Tandem mass spectrometry has been successfully used for sequencing peptide from different sources (Biemann 1995). Under CID, peptides fragment mostly along the peptide backbone and sequence information can be obtained because of different competitive cleavages along the peptide chain. For cyclic peptides, complexes may arise because ring opening occurs by cleavage of the N-acyl bonds in many places on the cyclic peptide backbone, leading to a mixture of different protonated linear peptide ions all with the same mass. However, if there is a proline in the cyclic peptide, the predominant ring-opened species will be a series of acylium ions resulting from cleavage of N-acyl bond at the N-terminal of the proline (Eckart 1994). Nishikiori et al. (1986) studied the structure of fengycin by spectrometry and chemical degradation and they localized the lactone linkage in fengycin between Tyr 3 and Ile 10 by chemical modification and NMR. In our work, proline directed fragmentation under CID mode was used to sequence the peptide of the cyclic domain of fengycin. Combining the peptide sequence information obtained from the ring-opened molecule by mild alkaline hydrolysis, we determined the Tyr 3→Ile 10 lactone linkage.
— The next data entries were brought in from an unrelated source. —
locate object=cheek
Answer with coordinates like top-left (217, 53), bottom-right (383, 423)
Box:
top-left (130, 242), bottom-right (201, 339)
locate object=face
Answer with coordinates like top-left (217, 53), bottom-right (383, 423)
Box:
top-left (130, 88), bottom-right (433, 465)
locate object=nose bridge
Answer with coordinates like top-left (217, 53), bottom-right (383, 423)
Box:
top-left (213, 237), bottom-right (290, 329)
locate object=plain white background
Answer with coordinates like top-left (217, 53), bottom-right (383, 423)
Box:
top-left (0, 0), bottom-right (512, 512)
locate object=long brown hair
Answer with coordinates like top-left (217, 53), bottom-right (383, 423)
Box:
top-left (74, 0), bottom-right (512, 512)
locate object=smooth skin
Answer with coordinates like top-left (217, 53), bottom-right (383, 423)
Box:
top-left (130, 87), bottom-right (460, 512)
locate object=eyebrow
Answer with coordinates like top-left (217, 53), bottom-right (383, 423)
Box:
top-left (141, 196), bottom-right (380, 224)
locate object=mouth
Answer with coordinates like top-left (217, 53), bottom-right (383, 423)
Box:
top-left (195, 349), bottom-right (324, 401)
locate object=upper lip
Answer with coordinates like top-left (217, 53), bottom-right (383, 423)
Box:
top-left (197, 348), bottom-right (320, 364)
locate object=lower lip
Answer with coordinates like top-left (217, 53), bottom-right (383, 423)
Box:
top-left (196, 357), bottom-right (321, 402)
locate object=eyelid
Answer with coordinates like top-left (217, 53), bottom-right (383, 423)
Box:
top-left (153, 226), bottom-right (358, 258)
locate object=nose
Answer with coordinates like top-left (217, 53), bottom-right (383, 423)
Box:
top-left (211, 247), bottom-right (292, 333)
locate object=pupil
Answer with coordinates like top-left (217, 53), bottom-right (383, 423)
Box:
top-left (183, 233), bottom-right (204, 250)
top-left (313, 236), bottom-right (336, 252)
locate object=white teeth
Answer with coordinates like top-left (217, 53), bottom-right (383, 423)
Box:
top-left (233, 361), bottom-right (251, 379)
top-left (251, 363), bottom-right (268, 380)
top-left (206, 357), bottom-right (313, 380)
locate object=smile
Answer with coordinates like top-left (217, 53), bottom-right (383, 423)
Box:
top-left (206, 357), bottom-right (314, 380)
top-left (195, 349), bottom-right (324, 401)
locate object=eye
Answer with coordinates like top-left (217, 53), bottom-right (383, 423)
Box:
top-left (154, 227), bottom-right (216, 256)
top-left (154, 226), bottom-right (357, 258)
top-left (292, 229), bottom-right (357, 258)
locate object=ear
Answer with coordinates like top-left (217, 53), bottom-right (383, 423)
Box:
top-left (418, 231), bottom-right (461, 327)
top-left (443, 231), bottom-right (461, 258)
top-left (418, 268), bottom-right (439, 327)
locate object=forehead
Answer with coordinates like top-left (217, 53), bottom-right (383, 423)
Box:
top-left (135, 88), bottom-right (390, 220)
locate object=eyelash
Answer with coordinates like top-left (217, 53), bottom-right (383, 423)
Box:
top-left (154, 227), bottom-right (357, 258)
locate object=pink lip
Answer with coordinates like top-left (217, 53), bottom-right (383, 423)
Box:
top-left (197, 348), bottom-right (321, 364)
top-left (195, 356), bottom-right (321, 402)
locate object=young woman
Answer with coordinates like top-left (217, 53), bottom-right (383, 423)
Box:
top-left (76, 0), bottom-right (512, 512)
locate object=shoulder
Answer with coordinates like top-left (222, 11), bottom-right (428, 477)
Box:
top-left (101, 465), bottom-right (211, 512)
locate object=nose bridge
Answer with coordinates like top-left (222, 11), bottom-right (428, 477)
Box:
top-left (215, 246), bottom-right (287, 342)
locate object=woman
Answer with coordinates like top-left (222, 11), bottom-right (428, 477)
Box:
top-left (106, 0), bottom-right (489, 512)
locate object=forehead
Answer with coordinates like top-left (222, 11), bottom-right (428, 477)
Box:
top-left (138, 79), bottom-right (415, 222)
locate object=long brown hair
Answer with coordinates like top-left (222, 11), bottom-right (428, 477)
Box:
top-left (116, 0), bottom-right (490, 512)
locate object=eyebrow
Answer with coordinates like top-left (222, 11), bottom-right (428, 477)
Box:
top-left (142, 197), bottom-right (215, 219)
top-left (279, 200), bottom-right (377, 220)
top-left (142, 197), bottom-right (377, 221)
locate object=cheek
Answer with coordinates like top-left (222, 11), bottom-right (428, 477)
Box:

Fengycins were purified mainly according to a flow of HCl precipitation, organic solution extract and reextract, gel permeation and silica gel chromatographies and RP-HPLC (Vanittanakom and Loeffler 1986). Our work developed a new preparation method of fengycin from culture broth. Fengycins have an amphipathic structure leading to the formation of aggregates in water solution. Using this feature, we concentrated fengycins from culture broth by ultrafiltration. The long hydrophobic tails made fengycin homologs strongly interacted with the matrix of the hydrophobic interaction column. After this step, most contaminants in the filtrate were removed and the resulting fraction could be easily separated on reverse phase column to get purified fengycin homologs.

Loeffler et al. (1986) and the colleagues proved that fengycin was less toxic to the tested plants and protected them better from some filamentous pathogenic fungi than several peptide antibiotics such as iturin, suggesting fengycin and B. subtilis IB deserve further study on the capacity in controlling F. graminearum. Field tests using B. subtilis IB as the agent are now being performed in this laboratory.